I spent $1,600 on a GPU so I could play Cyberpunk 2077 at 4K. Then I played it for roughly 40 hours, decided V's story was complete enough, and that GPU sat there for months doing absolutely nothing except keeping my room warm during winter. It was the world's most expensive space heater.

Then I discovered you could run actual large language models on it. Full-blown, multi-billion-parameter models that talk back to you, write code, summarize documents, and occasionally hallucinate about the history of medieval France. No API keys. No monthly bills. No rate limits. No sending your proprietary data to someone else's server. Just you, your GPU, and the faint smell of silicon working harder than it was ever designed to.

This guide is for anyone who has a consumer GPU -- whether it is an RTX 4090, a shiny new RTX 5090, or something a couple of generations older -- and wants to put it to work running LLMs locally. We will cover which models actually fit, what quantization is (and why you should care), which inference engines to use, and the honest cost math of local vs. API calls.

Let us turn that expensive paperweight into an AI workstation.

A GPU working hard at local inference Your GPU was born for more than ray tracing puddles in open-world games

What the Heck Is "Running an LLM Locally"?

When you use ChatGPT or Claude through a browser, your prompts travel across the internet to a massive data center somewhere, get processed on hardware that costs more than your house, and the response comes back.

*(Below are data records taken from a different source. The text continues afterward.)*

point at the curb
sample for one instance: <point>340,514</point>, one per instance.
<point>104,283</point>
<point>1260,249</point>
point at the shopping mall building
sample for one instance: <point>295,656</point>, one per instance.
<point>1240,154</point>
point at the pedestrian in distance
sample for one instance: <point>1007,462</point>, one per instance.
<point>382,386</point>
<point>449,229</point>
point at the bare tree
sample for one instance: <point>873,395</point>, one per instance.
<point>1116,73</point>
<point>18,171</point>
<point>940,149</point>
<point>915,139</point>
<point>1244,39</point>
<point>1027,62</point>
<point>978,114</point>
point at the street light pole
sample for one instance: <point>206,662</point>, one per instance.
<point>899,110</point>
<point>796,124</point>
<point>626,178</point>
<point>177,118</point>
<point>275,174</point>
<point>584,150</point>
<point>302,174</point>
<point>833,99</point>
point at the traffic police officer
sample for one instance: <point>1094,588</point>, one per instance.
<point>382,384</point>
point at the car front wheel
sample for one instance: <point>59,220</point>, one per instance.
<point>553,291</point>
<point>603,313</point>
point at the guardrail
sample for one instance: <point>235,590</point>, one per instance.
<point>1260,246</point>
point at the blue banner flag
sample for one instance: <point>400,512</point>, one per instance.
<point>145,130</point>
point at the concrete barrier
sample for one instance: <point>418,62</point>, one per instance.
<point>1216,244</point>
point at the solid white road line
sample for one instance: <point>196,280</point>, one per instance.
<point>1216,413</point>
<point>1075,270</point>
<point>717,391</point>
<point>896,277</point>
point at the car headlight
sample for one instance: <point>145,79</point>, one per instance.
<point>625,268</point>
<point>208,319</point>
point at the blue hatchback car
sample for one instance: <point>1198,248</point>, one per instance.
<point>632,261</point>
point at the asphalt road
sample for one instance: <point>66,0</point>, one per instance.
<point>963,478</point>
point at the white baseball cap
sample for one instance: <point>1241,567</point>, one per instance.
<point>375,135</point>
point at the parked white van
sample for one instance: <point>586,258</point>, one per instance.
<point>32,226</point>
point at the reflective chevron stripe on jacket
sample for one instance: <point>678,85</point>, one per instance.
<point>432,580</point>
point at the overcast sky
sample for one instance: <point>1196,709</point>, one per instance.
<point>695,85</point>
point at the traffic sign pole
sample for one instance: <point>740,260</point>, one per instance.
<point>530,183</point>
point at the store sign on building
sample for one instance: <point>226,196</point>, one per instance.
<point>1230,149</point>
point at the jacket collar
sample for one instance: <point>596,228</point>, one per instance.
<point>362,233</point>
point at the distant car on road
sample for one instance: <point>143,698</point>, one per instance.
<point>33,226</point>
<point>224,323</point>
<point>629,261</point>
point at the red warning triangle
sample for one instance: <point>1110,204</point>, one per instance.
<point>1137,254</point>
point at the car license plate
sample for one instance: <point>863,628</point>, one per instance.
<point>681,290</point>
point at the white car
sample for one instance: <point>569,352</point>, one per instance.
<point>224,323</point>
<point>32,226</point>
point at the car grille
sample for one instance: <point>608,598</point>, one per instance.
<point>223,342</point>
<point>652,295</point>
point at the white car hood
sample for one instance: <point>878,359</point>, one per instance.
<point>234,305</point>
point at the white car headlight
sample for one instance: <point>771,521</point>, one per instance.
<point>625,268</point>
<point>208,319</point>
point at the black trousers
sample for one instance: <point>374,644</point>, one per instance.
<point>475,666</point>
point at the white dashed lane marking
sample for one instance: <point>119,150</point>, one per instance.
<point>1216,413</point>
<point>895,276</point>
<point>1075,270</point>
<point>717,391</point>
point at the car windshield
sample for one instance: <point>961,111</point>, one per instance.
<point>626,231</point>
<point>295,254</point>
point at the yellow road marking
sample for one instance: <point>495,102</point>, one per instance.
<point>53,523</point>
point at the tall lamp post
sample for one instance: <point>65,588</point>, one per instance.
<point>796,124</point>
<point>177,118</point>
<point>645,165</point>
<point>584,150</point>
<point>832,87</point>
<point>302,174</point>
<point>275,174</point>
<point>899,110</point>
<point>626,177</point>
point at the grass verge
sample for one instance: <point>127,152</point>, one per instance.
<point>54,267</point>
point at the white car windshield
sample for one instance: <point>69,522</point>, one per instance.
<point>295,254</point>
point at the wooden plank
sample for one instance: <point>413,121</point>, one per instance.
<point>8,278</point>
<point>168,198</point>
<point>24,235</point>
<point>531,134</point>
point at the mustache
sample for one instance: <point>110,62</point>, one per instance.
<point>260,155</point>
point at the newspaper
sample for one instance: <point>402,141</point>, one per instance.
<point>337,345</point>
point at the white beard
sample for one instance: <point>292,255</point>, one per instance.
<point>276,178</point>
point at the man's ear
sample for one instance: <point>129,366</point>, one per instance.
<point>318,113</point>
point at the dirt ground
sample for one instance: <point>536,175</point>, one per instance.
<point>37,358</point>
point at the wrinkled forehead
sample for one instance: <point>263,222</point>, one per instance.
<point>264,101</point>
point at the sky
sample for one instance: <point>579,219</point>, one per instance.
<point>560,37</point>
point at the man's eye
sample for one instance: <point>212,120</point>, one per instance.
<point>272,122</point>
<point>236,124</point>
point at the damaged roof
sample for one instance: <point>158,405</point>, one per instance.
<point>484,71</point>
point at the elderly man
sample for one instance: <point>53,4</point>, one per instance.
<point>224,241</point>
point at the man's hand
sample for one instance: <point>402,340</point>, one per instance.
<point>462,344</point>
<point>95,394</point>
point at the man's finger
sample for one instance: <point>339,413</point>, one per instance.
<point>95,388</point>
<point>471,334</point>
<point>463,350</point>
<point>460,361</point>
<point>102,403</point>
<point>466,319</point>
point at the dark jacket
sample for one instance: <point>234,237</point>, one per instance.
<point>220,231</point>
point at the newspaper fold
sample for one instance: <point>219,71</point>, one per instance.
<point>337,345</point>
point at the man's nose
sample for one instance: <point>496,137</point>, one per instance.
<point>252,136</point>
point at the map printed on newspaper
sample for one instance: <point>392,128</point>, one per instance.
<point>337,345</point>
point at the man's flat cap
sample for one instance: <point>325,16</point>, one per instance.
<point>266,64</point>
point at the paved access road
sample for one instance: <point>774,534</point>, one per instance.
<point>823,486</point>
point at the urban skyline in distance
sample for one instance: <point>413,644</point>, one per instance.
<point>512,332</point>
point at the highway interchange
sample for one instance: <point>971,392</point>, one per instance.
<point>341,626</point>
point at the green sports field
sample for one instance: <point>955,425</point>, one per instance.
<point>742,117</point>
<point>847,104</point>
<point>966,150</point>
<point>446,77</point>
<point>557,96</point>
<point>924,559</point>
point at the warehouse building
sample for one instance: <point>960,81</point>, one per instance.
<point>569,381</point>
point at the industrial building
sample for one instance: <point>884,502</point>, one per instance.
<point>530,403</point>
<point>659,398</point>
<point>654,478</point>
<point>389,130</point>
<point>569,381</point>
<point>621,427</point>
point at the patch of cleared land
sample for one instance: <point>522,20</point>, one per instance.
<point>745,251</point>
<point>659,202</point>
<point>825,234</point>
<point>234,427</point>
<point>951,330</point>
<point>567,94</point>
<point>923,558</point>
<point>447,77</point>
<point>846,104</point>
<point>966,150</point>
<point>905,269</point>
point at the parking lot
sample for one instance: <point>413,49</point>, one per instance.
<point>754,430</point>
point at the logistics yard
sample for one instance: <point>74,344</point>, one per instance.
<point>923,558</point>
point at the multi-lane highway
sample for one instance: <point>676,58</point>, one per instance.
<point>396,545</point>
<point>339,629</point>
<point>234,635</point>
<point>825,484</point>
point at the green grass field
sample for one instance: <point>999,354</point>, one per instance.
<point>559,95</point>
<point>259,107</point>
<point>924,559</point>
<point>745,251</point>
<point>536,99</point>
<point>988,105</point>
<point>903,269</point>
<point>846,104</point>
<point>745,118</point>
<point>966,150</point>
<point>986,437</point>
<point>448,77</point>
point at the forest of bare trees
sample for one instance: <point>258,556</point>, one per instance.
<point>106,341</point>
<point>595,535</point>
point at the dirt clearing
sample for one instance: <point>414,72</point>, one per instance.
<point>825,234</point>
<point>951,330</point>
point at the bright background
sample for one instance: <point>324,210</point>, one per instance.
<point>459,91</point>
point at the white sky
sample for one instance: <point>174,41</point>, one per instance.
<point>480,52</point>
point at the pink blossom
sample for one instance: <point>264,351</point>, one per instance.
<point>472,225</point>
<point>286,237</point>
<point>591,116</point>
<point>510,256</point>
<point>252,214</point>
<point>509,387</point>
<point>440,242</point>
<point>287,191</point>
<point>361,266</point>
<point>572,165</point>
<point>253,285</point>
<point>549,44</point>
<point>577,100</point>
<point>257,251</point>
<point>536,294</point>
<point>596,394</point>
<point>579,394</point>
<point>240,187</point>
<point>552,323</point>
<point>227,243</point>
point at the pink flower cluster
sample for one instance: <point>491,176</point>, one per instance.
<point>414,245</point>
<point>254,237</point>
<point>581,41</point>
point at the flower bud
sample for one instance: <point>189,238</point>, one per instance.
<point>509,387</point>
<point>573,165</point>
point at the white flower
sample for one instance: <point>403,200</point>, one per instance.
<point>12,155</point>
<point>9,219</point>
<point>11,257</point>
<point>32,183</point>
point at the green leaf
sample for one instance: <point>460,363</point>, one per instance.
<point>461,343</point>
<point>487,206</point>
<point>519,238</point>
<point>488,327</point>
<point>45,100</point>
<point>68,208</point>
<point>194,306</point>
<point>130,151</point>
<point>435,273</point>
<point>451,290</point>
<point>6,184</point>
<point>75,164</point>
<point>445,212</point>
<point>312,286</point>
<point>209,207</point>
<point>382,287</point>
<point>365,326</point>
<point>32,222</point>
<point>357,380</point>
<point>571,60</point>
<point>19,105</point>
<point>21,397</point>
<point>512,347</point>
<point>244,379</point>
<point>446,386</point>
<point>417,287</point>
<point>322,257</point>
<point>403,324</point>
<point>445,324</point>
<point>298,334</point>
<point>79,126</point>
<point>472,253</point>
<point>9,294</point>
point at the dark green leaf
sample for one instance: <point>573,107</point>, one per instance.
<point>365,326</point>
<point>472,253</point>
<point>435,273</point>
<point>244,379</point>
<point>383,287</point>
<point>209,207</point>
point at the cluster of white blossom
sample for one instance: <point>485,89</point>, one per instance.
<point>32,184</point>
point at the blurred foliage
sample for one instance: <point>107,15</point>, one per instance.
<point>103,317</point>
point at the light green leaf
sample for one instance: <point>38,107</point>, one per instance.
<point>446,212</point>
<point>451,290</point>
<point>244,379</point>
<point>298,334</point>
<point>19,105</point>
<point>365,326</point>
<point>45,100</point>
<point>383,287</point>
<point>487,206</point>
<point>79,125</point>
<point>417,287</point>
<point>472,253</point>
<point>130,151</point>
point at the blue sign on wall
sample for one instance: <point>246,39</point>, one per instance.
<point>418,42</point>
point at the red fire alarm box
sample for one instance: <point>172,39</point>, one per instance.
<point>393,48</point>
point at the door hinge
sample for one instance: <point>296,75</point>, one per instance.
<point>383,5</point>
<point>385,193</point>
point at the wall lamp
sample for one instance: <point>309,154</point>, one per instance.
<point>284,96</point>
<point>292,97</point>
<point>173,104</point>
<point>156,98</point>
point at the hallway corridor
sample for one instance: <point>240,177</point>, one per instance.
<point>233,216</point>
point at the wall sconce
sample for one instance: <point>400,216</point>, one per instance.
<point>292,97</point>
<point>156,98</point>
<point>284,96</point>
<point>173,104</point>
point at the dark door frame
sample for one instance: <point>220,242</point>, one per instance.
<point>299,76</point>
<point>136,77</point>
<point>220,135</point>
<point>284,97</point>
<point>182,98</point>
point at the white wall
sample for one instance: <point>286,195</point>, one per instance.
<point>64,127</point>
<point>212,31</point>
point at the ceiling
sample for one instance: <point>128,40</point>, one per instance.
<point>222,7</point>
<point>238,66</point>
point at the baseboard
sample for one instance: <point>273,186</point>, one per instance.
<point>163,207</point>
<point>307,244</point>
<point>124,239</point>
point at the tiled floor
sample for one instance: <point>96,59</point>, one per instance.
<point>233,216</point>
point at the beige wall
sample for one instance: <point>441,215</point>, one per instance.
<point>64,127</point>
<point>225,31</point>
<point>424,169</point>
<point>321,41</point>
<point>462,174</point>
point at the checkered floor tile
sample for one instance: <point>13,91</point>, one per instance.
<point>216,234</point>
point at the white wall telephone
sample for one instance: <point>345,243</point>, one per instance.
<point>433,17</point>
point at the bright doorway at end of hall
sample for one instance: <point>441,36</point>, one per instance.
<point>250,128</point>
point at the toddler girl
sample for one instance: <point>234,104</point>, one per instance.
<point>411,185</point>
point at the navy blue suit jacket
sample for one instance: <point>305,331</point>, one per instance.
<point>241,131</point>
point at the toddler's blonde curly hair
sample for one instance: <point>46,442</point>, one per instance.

You are renting intelligence by the token.

Running an LLM locally means downloading a model's weights -- the billions of numbers that encode everything the model learned during training -- and running inference directly on your own hardware. Your prompts never leave your machine. There is no API latency beyond what your own GPU introduces. And there is no per-token cost after the initial hardware investment.

The catch? These models were trained on clusters of A100s and H100s that cost millions of dollars. The full-precision versions of flagship models would not fit on consumer hardware if you duct-taped ten GPUs together. That is where quantization comes in, and that is where things get interesting.

The Models Worth Running in 2026

Before we talk about how to run models, let us talk about which ones are worth running. The open-weight model landscape has matured significantly, and there are genuinely excellent options at every size tier.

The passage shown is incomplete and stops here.